Lee Brindley
Lee Brindley

Reputation: 6502

Searching objects who's timestamp is greater than X days

I've burnt myself out this week pretty bad! I'm failing with fixing a bug which should be solved with some basic mathematics.

I have some "Event" objects in my mongodb database, they get created with a date field, in a pre-save hook I calculate the day of year number and place that onto the model. E.g.

Jan 1st = 1

Jan 5th = 5

Dec 31 = 365

Users of my app can search for events which are X days ahead of the current date. My query is something like:

{
     day_number: { $gte: start_day, $lte: end_day}
}

Now the end of the year has come up, there is a logic bug.

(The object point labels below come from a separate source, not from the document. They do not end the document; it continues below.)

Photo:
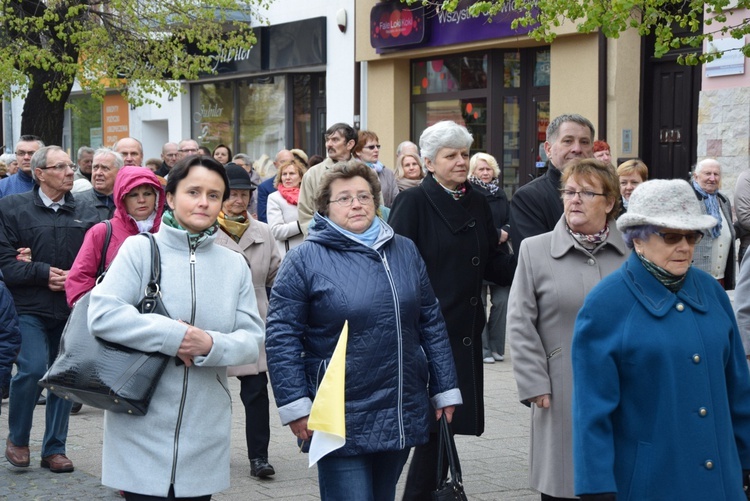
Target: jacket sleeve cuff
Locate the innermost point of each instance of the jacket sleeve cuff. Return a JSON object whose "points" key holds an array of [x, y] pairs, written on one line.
{"points": [[450, 397], [295, 410]]}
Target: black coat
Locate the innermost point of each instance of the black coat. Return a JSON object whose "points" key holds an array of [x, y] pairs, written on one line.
{"points": [[54, 239], [458, 242], [536, 207]]}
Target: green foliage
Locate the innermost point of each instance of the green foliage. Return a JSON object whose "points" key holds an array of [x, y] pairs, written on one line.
{"points": [[136, 45], [676, 24]]}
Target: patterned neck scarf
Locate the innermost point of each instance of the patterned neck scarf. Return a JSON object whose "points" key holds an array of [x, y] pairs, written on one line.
{"points": [[668, 280], [195, 238], [712, 207], [590, 242], [493, 186], [234, 226], [457, 194]]}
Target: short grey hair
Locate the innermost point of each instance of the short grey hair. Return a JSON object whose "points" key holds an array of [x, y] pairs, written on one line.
{"points": [[554, 126], [444, 134], [119, 161], [84, 150], [39, 160], [706, 161]]}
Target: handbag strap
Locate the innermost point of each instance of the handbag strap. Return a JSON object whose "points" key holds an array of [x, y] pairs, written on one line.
{"points": [[107, 236], [447, 447], [152, 289]]}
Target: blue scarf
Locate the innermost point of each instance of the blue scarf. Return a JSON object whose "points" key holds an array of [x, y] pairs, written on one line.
{"points": [[367, 237], [712, 207]]}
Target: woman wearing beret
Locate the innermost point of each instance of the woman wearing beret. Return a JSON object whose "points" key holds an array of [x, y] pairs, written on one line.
{"points": [[661, 390]]}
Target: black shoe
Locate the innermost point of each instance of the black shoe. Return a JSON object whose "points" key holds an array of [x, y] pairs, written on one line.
{"points": [[259, 467]]}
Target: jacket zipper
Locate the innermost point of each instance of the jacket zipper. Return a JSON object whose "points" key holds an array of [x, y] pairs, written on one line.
{"points": [[402, 439], [186, 370]]}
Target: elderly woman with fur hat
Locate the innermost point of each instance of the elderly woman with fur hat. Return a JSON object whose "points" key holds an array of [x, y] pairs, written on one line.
{"points": [[661, 390]]}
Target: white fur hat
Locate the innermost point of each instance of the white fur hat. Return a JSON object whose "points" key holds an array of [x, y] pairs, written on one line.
{"points": [[667, 203]]}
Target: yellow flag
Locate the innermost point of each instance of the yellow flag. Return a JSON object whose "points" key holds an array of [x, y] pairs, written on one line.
{"points": [[327, 415]]}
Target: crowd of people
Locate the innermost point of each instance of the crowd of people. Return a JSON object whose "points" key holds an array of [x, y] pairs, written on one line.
{"points": [[609, 286]]}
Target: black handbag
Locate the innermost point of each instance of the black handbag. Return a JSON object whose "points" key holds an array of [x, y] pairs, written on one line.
{"points": [[102, 374], [449, 484]]}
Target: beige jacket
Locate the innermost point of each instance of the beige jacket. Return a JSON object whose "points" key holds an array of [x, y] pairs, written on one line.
{"points": [[258, 247], [553, 276]]}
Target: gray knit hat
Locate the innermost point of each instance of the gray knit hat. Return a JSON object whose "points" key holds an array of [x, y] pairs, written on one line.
{"points": [[667, 203]]}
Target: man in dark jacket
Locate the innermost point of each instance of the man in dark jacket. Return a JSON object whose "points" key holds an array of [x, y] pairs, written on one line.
{"points": [[10, 336], [48, 221], [536, 207]]}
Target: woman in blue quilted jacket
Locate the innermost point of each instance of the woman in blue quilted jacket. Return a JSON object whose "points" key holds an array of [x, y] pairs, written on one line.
{"points": [[354, 268]]}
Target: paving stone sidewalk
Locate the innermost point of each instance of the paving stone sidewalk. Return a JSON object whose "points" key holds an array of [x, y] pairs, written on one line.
{"points": [[495, 464]]}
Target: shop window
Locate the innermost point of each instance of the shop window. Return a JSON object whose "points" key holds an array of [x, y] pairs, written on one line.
{"points": [[86, 124], [449, 74]]}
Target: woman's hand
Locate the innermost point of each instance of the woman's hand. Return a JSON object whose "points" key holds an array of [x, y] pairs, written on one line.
{"points": [[448, 410], [542, 401], [196, 342], [299, 428]]}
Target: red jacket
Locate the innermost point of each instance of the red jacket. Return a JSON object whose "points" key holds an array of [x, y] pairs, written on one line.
{"points": [[82, 276]]}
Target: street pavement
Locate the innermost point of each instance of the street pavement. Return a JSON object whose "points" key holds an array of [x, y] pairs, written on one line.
{"points": [[495, 465]]}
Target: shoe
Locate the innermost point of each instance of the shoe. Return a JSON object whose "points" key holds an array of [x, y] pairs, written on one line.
{"points": [[17, 455], [259, 467], [57, 463]]}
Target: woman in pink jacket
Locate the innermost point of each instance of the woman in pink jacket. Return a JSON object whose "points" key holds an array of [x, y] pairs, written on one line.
{"points": [[139, 203]]}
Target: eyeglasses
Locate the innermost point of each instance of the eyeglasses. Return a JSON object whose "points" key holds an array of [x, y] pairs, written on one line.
{"points": [[59, 167], [586, 196], [347, 201], [675, 238]]}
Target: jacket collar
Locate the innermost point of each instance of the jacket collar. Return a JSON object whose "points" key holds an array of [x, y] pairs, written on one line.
{"points": [[656, 298], [452, 212], [562, 242]]}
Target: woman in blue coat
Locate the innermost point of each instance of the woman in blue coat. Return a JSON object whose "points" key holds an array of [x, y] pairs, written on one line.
{"points": [[399, 365], [661, 390]]}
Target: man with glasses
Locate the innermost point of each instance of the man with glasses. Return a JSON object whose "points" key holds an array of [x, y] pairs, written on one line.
{"points": [[186, 148], [106, 165], [536, 207], [22, 181], [169, 154], [341, 139], [131, 150], [49, 222]]}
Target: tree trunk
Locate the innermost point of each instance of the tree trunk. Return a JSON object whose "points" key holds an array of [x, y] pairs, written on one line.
{"points": [[40, 116]]}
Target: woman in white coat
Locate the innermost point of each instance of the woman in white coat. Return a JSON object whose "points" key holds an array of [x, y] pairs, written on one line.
{"points": [[281, 211], [181, 447], [253, 239]]}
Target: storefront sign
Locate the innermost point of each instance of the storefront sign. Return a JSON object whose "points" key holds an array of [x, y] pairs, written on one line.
{"points": [[439, 27], [115, 118], [396, 25]]}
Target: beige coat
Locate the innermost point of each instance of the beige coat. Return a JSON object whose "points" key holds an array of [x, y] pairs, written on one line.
{"points": [[553, 276], [258, 247]]}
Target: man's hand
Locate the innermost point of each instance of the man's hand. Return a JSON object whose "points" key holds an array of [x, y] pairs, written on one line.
{"points": [[57, 278]]}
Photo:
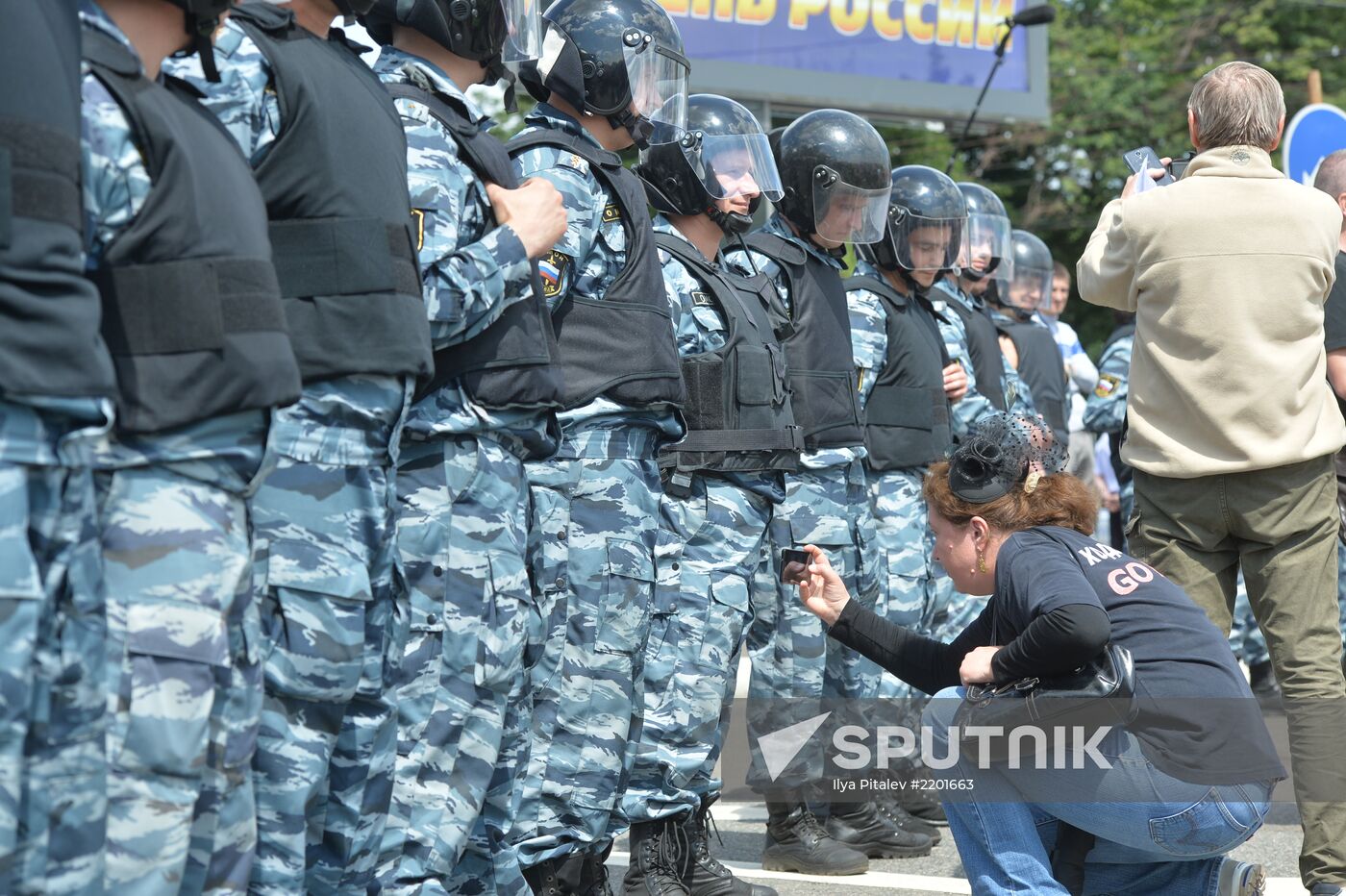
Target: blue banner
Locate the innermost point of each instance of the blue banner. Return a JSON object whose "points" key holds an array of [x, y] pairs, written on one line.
{"points": [[948, 42]]}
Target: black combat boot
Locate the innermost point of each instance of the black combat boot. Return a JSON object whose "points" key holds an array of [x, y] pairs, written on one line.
{"points": [[796, 841], [594, 873], [700, 873], [894, 811], [863, 829], [656, 852]]}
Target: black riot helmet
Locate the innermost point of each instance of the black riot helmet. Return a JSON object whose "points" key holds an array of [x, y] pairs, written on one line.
{"points": [[835, 171], [494, 33], [986, 246], [621, 60], [926, 221], [1030, 286], [722, 155], [202, 19]]}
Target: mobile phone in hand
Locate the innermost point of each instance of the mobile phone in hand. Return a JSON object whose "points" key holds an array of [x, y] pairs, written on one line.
{"points": [[1144, 159], [794, 565]]}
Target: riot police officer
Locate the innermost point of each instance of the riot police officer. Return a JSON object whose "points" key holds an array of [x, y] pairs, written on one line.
{"points": [[835, 177], [612, 76], [722, 484], [1025, 336], [461, 490], [56, 381], [192, 316]]}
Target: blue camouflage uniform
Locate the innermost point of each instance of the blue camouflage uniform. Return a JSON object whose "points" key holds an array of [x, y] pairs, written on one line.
{"points": [[461, 531], [53, 683], [1106, 410], [184, 650], [591, 544], [825, 505], [1016, 394], [322, 524], [713, 535], [909, 579]]}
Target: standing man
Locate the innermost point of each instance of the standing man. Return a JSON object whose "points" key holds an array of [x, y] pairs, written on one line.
{"points": [[909, 384], [611, 76], [835, 172], [329, 154], [461, 526], [720, 485], [1027, 343], [1081, 373], [191, 311], [985, 268], [1232, 424], [56, 381]]}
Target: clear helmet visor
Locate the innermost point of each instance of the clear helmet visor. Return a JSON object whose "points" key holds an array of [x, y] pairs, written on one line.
{"points": [[522, 31], [843, 212], [986, 239], [925, 243], [1030, 288], [657, 78], [736, 164]]}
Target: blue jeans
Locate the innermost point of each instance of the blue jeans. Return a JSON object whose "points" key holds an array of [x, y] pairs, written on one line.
{"points": [[1154, 833]]}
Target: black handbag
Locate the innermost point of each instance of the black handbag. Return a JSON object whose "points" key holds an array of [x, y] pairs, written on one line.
{"points": [[1099, 694]]}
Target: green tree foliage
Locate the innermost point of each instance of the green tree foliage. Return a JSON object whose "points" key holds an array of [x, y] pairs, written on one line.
{"points": [[1121, 71]]}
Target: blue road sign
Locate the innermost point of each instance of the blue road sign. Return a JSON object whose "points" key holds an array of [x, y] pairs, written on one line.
{"points": [[1315, 132]]}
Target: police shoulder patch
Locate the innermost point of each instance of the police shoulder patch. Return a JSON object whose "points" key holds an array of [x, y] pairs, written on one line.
{"points": [[551, 269], [1107, 385]]}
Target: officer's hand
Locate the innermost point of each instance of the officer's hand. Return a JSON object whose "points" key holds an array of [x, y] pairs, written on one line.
{"points": [[535, 212], [955, 383], [976, 666], [823, 592]]}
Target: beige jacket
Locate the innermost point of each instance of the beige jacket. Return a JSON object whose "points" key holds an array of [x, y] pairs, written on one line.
{"points": [[1228, 270]]}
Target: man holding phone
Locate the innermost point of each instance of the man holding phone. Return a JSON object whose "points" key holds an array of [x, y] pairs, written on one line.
{"points": [[1232, 421]]}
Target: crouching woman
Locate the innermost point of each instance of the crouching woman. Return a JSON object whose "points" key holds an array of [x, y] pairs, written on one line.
{"points": [[1180, 787]]}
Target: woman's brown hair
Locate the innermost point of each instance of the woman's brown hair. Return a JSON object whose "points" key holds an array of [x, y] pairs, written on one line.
{"points": [[1059, 499]]}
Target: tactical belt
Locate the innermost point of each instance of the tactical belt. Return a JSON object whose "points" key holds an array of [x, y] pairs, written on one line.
{"points": [[186, 306], [343, 257]]}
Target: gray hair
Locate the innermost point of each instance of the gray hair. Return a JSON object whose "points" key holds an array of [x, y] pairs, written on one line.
{"points": [[1237, 104], [1332, 174]]}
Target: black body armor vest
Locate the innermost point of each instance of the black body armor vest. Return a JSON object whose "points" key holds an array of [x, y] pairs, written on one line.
{"points": [[49, 342], [190, 304], [908, 413], [619, 346], [817, 353], [1040, 366], [514, 362], [737, 396], [336, 190], [1119, 467], [985, 350]]}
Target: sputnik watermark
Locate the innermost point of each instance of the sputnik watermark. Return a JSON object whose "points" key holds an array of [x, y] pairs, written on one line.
{"points": [[1022, 747]]}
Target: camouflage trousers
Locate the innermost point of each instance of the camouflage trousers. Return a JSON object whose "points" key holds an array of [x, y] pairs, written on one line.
{"points": [[323, 764], [710, 546], [591, 552], [184, 677], [793, 662], [53, 691], [461, 713]]}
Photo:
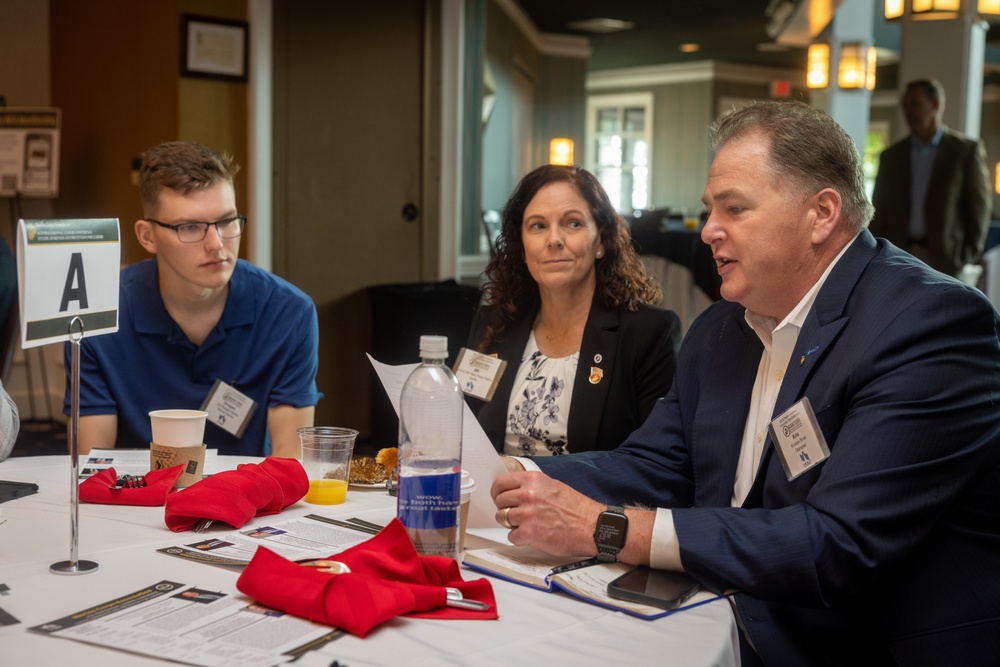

Let's say for the inputs Dec 22 to Jan 2

My query is going:

{
    day_number: { $gte: 356, $lte: 2}
}

This of course returns no results, as no number is greater than or equal to 356 and less than or equal to 2.

Any suggestions on a fix for this that doesn't involve butchering a albeit broken but simple query?

Upvotes: 0

Views: 39

Answers (2)

haltersweb
haltersweb

Reputation: 3149

You could test if the end day is smaller than the start day and then adjust end day like so:

var start_day;
var end_day;
var numDaysInbetween = 0;
var day_number = {}

/* test 1 */
start_day = 50;
end_day = 55;

/* test 2 */
start_day = 356;
end_day = 2;

if (start_day > end_day) {
  end_day += 365;
}
day_number = { $gte: start_day, $lte: end_day };

alert(day_number.$lte - day_number.$gte);

Upvotes: 2

Jesper We
Jesper We

Reputation: 6087

A majority of the time calculations in computer systems use the number of milliseconds elapsed since the rather arbitrary date 1970-01-01 0:00 as a sortable time variable.

You could apply the same principle but use the number of days since 2016-01-01, which would make Jan 2 == day 367. This way the query needs no change, your "hook" just needs a small mod.